Aussi “situation perdant-perdant”, c’est lorsqu’on vous présente seulement deux choix, qui sont essentiellement les mêmes, mais formulés différemment. Cette technique est souvent utilisée dans la vente. Le raisonnement fallacieux serait commis par la personne qui accepte les options comme étant les seules options, ce qui serait très probablement à un niveau subconscient puisque pratiquement n’importe qui – s’il y réfléchit – reconnaîtrait l’existence d’autres options.
Exemple : “Si tu n’es pas une sorcière, tu n’as rien à craindre.

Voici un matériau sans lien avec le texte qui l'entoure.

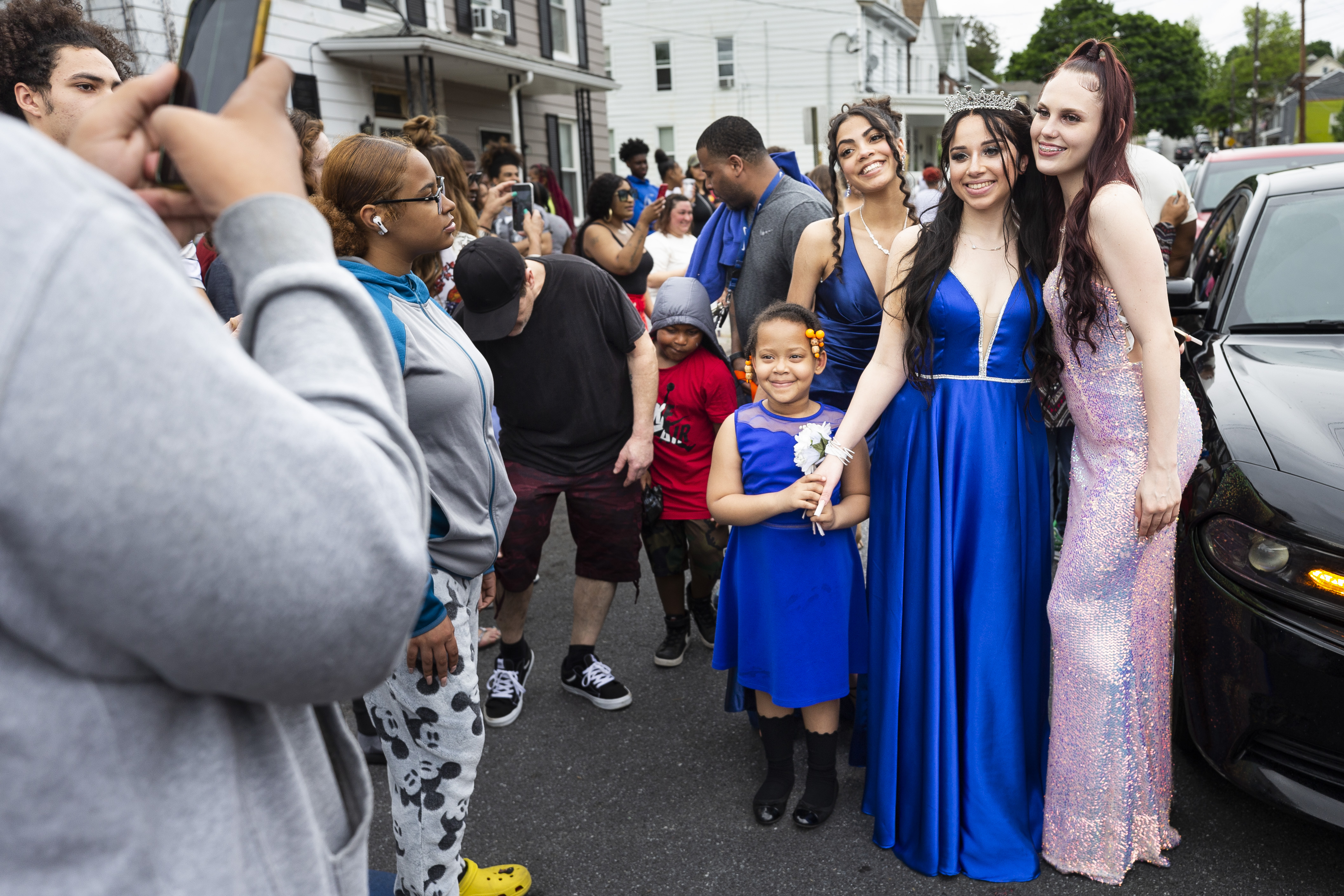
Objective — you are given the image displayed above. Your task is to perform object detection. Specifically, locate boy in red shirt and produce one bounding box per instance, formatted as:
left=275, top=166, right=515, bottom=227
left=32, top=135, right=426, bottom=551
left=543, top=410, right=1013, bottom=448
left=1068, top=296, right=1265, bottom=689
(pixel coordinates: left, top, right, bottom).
left=644, top=277, right=738, bottom=666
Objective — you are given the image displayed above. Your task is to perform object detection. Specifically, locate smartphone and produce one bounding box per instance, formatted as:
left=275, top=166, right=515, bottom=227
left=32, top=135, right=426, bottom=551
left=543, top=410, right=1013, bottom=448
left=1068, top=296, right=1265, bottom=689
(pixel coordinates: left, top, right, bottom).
left=513, top=184, right=532, bottom=235
left=156, top=0, right=270, bottom=187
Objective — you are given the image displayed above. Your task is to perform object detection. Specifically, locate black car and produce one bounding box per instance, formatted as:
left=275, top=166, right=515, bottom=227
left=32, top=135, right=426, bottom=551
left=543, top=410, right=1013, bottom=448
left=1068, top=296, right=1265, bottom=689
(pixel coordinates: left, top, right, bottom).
left=1168, top=162, right=1344, bottom=827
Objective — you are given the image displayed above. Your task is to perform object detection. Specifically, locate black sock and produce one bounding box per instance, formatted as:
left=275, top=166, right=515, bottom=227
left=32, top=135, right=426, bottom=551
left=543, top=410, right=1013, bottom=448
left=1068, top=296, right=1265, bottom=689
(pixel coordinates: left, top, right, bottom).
left=800, top=731, right=840, bottom=809
left=500, top=638, right=530, bottom=662
left=564, top=643, right=597, bottom=668
left=754, top=716, right=796, bottom=803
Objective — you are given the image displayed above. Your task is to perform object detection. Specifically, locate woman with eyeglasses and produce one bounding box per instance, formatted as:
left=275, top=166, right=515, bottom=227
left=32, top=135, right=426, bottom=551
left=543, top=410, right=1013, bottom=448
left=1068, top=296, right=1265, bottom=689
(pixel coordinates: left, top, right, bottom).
left=313, top=134, right=529, bottom=896
left=574, top=173, right=664, bottom=324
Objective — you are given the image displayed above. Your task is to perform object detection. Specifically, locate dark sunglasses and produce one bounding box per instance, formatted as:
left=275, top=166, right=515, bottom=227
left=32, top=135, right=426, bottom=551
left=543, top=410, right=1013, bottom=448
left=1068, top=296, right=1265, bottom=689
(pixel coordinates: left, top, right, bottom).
left=370, top=177, right=444, bottom=211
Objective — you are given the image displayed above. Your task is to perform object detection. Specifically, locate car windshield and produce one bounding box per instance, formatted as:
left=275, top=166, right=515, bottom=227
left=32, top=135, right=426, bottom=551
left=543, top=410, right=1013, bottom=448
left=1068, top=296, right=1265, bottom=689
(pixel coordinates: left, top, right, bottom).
left=1195, top=153, right=1344, bottom=211
left=1227, top=189, right=1344, bottom=325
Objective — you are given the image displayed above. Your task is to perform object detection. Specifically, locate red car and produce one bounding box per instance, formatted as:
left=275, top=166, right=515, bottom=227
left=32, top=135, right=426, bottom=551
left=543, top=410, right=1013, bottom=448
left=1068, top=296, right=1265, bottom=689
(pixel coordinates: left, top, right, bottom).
left=1191, top=144, right=1344, bottom=232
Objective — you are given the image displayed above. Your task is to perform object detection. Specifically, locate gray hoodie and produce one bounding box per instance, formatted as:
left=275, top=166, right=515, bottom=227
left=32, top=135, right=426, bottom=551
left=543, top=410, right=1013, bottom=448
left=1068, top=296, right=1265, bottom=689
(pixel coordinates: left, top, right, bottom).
left=0, top=115, right=427, bottom=896
left=649, top=277, right=728, bottom=364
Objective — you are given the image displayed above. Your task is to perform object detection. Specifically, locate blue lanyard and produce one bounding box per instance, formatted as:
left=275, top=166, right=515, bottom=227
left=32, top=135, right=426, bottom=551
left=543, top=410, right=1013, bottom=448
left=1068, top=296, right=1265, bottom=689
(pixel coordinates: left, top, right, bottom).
left=728, top=171, right=784, bottom=293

Si tu n’es pas une sorcière, tu n’es pas en bois ; par conséquent, tu vas couler et te noyer après que nous t’aurons attachée et jetée dans le puits. Si tu flottes, alors tu es en bois, tu es une sorcière, et nous te pendrons.”
Chaque fois que l’on vous présente des options, envisagez soigneusement la possibilité d’autres options non mentionnées, et proposez-les.
Pour que notre adversaire accepte une proposition, il faut également lui fournir la contre-proposition et lui donner le choix entre les deux, en accentuant tellement le contraste que, pour éviter une position paradoxale, il se ralliera à notre proposition qui est celle qui paraît le plus probable. Par exemple : “Est-ce qu’un enfant doit désobéir ou bien obéir à ses parents ?” Cela prend l’apparence d’un faux dilemme, d’où sa place dans la liste. C’est comme placé du gris à côté du noir et appeler ça du blanc, ou bien le placer à côté du blanc et appeler ça du noir.
Faire croire qu’une probabilité est bien plus élevée qu’elle ne l’est vraiment, s’appuyant sur le biais cognitif de l’oubli de la fréquence de base. “Une maladie, qui touche 1 personne sur 1 000, peut être détectée par un test. Celui-ci a un taux d’erreurs positives de 5%, c’est-à-dire qu’il y a 5% de faux positifs. Un individu est soumis au test. Le résultat est positif. Quelle est la probabilité pour qu’il soit effectivement atteint ?” La réponse intuitive de beaucoup de gens, sur laquelle le sophiste cherche à surfer, est bien plus élevée que la vraie réponse.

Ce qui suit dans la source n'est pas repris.